Jon Day · The Tour de France

With the Tour de France just starting, a new round of allegations of blood doping has surfaced from the serial whistleblower Floyd Landis, himself stripped of a 2006 Tour victory for doping. In an interview with the Wall Street Journal, Landis admits that he paid an accomplice posing as an autograph-hunter $10,000 to deliver him bags of his own blood which he’d then transfuse himself. That’s about 3000 times more than an NHS courier gets.

He accuses the US Postal team, including Lance Armstrong, of similar practices. Armstrong and U S Postal are now the subject of a federal food and drug administration investigation, and whatever the outcome it seems likely that during this, Lance’s last Tour, some of the mud will stick.

Competitive cycling has always gone hand in hand with substance abuse. Ether, nitroglycerine, strychnine and cocaine have all been used at various times to improve performance, or to ease the pain of bodies pushed to breaking point. Doping was only outlawed in the Tour in 1965 and since then techniques to circumvent the rigorous testing regime which riders undergo have become ever more creative.

Now the favoured method is to extract a rider’s blood weeks before a race before transfusing it back, upping the red-blood cell count and allowing more oxygen to reach the muscles. It’s a curiously medieval sounding technique, an inversion of blood-letting that is tricky to test for.

For explanations, if not justifications, of such practices watch Jørgen Leth’s A Sunday in Hell, a film which documented the 1976 Paris-Roubaix. For years it’s been available only on VHS, but now someone’s uploaded it onto YouTube. It’s a wonderful film that captures something of the sheer pain involved in winning a bicycle race. Doping seems understandable, in this context, as simply a biological extension of the mechanical preparations that the bikes undergo. Man and bike are both, for the purposes of the race, treated as machines which must be massaged, conditioned and tinkered with to get the best out of them.


Comments


  • 6 July 2010 at 1:43pm
    Geoff Roberts says:
    Tommy Simpson collapsed and died after taking in a mixture of Benzedrine and whisky on a baking hot day in the French Alps. I have no doubt that today's riders are more careful but the damage that they do to themselves through the intake of all kinds of substances is horrific. Whether or not Landis is telling the truth, it's very hard to believe that the riders can survive without external 'help'.

  • 6 July 2010 at 9:33pm
    John Woolman says:
    I've always thought that professional cycling was a branch of applied pharmacology. Despite that, it is still a magnificent spectacle!!
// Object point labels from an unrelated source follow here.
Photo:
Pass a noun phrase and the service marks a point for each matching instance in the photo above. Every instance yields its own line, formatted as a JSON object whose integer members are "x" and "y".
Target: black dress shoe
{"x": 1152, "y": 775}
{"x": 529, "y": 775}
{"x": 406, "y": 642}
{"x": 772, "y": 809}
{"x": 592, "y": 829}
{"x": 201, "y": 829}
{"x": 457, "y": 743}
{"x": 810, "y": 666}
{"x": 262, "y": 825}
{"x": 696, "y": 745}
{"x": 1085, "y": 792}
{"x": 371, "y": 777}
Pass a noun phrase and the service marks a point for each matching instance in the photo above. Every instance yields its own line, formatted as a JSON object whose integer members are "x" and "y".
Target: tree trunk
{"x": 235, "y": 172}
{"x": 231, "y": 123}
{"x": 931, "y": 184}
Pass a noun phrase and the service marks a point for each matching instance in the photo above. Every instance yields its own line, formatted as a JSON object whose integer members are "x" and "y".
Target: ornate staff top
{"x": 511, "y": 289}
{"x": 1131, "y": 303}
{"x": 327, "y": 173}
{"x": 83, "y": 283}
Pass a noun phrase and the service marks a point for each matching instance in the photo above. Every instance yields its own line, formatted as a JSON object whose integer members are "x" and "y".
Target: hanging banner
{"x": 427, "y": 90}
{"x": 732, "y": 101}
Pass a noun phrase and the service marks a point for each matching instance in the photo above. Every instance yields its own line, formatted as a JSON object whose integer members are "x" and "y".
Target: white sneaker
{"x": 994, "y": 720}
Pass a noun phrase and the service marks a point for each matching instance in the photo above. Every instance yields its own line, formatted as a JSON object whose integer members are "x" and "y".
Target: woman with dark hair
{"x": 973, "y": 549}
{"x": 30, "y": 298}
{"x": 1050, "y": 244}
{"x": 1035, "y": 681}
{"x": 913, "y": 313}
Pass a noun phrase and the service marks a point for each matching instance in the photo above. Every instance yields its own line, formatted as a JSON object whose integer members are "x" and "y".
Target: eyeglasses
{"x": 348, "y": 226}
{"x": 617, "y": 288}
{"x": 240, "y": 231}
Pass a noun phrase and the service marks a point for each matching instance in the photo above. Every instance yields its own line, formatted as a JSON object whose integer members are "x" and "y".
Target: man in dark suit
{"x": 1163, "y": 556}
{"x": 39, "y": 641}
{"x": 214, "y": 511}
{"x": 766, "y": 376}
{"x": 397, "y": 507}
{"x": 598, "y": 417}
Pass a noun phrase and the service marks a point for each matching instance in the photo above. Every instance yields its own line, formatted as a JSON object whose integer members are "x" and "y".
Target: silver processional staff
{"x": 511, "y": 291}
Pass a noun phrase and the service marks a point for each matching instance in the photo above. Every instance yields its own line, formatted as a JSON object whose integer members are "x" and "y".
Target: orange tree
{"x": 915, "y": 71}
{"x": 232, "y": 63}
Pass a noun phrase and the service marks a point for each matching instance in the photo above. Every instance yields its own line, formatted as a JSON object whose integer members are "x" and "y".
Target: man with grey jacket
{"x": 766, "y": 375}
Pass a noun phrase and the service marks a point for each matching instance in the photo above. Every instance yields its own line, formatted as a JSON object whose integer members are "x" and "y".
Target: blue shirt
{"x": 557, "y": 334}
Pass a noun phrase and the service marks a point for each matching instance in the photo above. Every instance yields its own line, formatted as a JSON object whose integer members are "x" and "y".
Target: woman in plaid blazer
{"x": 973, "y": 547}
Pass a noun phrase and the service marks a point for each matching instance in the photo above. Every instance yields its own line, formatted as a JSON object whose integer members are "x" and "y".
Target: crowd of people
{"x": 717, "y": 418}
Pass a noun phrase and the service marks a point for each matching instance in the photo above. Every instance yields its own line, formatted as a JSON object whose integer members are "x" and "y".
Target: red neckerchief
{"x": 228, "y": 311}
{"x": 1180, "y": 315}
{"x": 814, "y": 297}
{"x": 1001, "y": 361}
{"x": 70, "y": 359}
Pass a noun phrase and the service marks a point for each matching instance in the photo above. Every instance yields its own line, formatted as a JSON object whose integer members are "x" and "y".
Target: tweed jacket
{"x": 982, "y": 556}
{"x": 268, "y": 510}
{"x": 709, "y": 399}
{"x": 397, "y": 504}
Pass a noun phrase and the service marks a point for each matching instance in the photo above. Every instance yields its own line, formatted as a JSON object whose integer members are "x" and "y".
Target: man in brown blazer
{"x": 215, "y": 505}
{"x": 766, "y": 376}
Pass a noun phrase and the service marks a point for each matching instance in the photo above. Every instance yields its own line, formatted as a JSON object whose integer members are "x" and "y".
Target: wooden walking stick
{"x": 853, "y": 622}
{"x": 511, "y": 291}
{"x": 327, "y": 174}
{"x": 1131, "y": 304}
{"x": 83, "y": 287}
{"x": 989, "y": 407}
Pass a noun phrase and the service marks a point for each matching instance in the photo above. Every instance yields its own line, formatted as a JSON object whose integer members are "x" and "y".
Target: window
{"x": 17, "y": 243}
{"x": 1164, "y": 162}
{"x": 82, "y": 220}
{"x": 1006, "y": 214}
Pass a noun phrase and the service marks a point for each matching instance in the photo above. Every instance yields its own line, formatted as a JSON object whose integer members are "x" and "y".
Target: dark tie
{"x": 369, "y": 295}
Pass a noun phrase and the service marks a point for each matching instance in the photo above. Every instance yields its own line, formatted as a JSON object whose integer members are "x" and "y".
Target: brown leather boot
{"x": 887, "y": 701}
    • 8 July 2010 at 12:44am
      pinhut says: @ John Woolman
      If the race organisers were truly serious about stamping out drug use, they'd switch to unicycles.

  • 7 July 2010 at 9:01pm
    A.J.P. Crown says:
    Ah 1976, those were the days: BNP stood for Banque Nationale de Paris. What a marvelous film that A Sunday In Hell is, with excellent music too. Thanks for linking to it, Jon Day. I would never have seen it otherwise.

  • 8 July 2010 at 7:42am
    Farbror 77 says:
    Jørgen Leth's "A Sunday In Hell" is available at the Danish Film Institute website; it's box no. 2 in DFI's Leth retrospective dvd box set. A couple of other cycling films in that box as well, e.g. "Stars and Water Carriers" about Giro d'Italia and "The Impossible Hour" about Ole Ritter's one-hour record attempt in 1975, I believe.
    http://eshop.dfi.dk/Shop/ItemList.php?CategoriSelect=8

  • 19 September 2011 at 5:07pm
    rrohan189 says:
    Seems like the more the advancement in dope testing, the more creative the doping.